Evidence Eliminator is a computer software program that runs on Microsoft Windows operating systems at least through Windows 7. The program deletes hidden information from the user's hard drive that normal procedures may fail to delete. Such "cleaner" or "eraser" programs typically overwrite previously allocated disk space, in order to make it more difficult to salvage deleted information. In the absence of such overwrite procedures, information that a user thinks has been deleted may actually remain on the hard drive until that physical space is claimed for another use (i.e. to store another file). When it was offered for sale, the program cost between $20 early on to $150 later.

== History ==
Evidence Eliminator was produced by Robin Hood Software, based in Nottingham, England, up to version 6.04.

== Controversy ==
There has been controversy surrounding Evidence Eliminator's marketing tactics. The company has used popup ads to market the program, including claims that the user's system was being compromised.
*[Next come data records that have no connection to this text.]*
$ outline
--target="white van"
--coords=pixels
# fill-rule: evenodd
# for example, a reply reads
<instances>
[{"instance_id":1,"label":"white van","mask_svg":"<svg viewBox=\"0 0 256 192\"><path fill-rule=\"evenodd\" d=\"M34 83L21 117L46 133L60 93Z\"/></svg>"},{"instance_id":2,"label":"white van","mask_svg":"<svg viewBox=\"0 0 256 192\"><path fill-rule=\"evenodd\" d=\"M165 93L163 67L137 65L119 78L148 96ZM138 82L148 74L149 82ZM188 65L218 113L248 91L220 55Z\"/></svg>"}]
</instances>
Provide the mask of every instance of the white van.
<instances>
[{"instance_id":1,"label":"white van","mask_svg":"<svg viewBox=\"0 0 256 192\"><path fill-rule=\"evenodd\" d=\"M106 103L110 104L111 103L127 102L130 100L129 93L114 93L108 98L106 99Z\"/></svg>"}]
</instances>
In response, Robin Hood Software produced a "dis-information page" addressing these concerns. Radsoft, a competitor to Robin Hood, criticised its operation.

==Legal==
On June 1, 2005, Peter Beale, one of the "Phoenix Four" used Evidence Eliminator to remove all trace of certain files from his PC the day after the appointment of DTI inspectors to investigate the collapse of MG Rover.

In a 2011 case, MGA v. Mattel, a federal court found that a former employee used the program to delete information that he was accused of giving to MGA while employed at Mattel.